When it comes to predicting where industry is headed in 2023, again three predictions. First, although already getting into swing in 2022, the coming year will significantly increase the importance of owning the end-customer relationship for many companies. I discussed the rationale for this in my previous blog post, but the increasing focus on continuous value delivery through product upgrades and services requires a direct connection to the end customer. Pushing upgrades and services through the existing value network of wholesalers, retailers and installers will simply be too slow and force companies to share too much revenue with these partners. 

My second prediction is that as part of fighting to own the end customer relationship, many companies will initiate or double down on their platform strategies. It provides a valuable argument to partners that are disrupted by the moves of the company as these will be offered to become complementors and join the platform ecosystem. Also, for companies that fail to gain sufficient market share in the end-customer relationship game, taking the role of a complementor in a large competitors ecosystem may well be the next best choice. 

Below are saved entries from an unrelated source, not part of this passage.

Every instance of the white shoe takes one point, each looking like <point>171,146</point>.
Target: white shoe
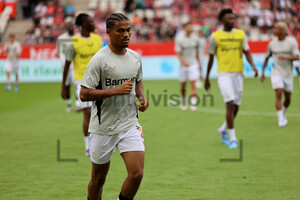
<point>282,123</point>
<point>193,108</point>
<point>68,109</point>
<point>199,84</point>
<point>182,107</point>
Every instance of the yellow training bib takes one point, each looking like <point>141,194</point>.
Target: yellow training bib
<point>85,49</point>
<point>230,50</point>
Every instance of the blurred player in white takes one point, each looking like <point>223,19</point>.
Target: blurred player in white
<point>202,47</point>
<point>62,40</point>
<point>13,50</point>
<point>228,45</point>
<point>186,48</point>
<point>284,50</point>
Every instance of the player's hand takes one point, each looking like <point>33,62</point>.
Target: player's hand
<point>144,104</point>
<point>125,88</point>
<point>64,92</point>
<point>262,78</point>
<point>255,71</point>
<point>185,64</point>
<point>282,57</point>
<point>207,84</point>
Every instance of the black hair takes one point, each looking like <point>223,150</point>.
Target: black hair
<point>223,12</point>
<point>115,17</point>
<point>81,18</point>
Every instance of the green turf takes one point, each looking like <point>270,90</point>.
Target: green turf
<point>182,148</point>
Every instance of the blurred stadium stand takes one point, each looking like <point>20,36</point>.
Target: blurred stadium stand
<point>153,20</point>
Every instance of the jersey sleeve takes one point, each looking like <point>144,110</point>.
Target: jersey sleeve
<point>92,75</point>
<point>178,47</point>
<point>269,51</point>
<point>295,49</point>
<point>245,44</point>
<point>70,52</point>
<point>139,76</point>
<point>212,45</point>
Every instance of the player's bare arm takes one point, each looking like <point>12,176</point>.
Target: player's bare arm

My third prediction for industry is that 2023 is the year data is finally starting to be used for value creation. All companies I work with are collecting vast amounts of, frankly, often useless data. However, I have seen the awareness of the importance of data-driven decision making and proper use of the right data go up significantly and there is an increasingly broad awareness. Consequently, I predict that next year we will see quite a few data-driven innovations from companies that were stuck in a mechanical mindset up to recently. 

Finally, when looking at the technology in our lives, my predictions are mostly concerning artificial intelligence. My first prediction is that generative AI will see broad adoption in 2023. 2022 was the year that we were all blown away by great examples such as DALL.E and ChatGPT. Now these solutions as well as open-source solutions are being commercialized and have reached a point where these are good enough to provide very valuable starting points for graphic designers and writers as well as for generic customer interaction.

My second prediction is very close to my heart and concerns software development. Github Copilot has blown away everyone who I know and has tried it. The productivity improvement of tools like this is so significant that there is no way that these technologies will not see significant adoption in 2023. It is interesting that my pet peeve concerning programming languages has been that the abstraction level has not gone up and that we are still mucking around with C. I used this language in the 1980s to earn some income while I was a student! My assumption was that we needed better languages, but it turns out that what we needed was AI that can generate the code at lightspeed instead.

My third prediction is that digital twins will take off in a big way in 2023. Many companies I work with are hard at work to transition from a digital version of each product type to maintaining digital versions of each product instance. This is critical as an enabler for services and continuous software updates. As a corollary, I predict that the “metaverse” will have little impact in 2023. First, the technology for virtual and augmented reality is not ready for mass rollout and, second, we need to get the digital twins in place before VR/AR gives sufficient commercial benefit. There is a parallel to how we needed to go through the Big Data era before AI could take off at scale.

Concluding, prediction is hard, as Yogi Berra said, but we need to predict where the world is going in order to make accurate decisions and take action. Assuming that tomorrow is going to be like yesterday is a “head in the sand” strategy that will get you disrupted for sure, so we need to focus on what might change and our response to those changes. In this post, I shared some predictions concerning the world, industry and technology in 2023. I probably will be proven wrong, but to end with another Yogi Berra quote: “You’ve got to be really careful if you don’t know where you’re going, as you might not get there!”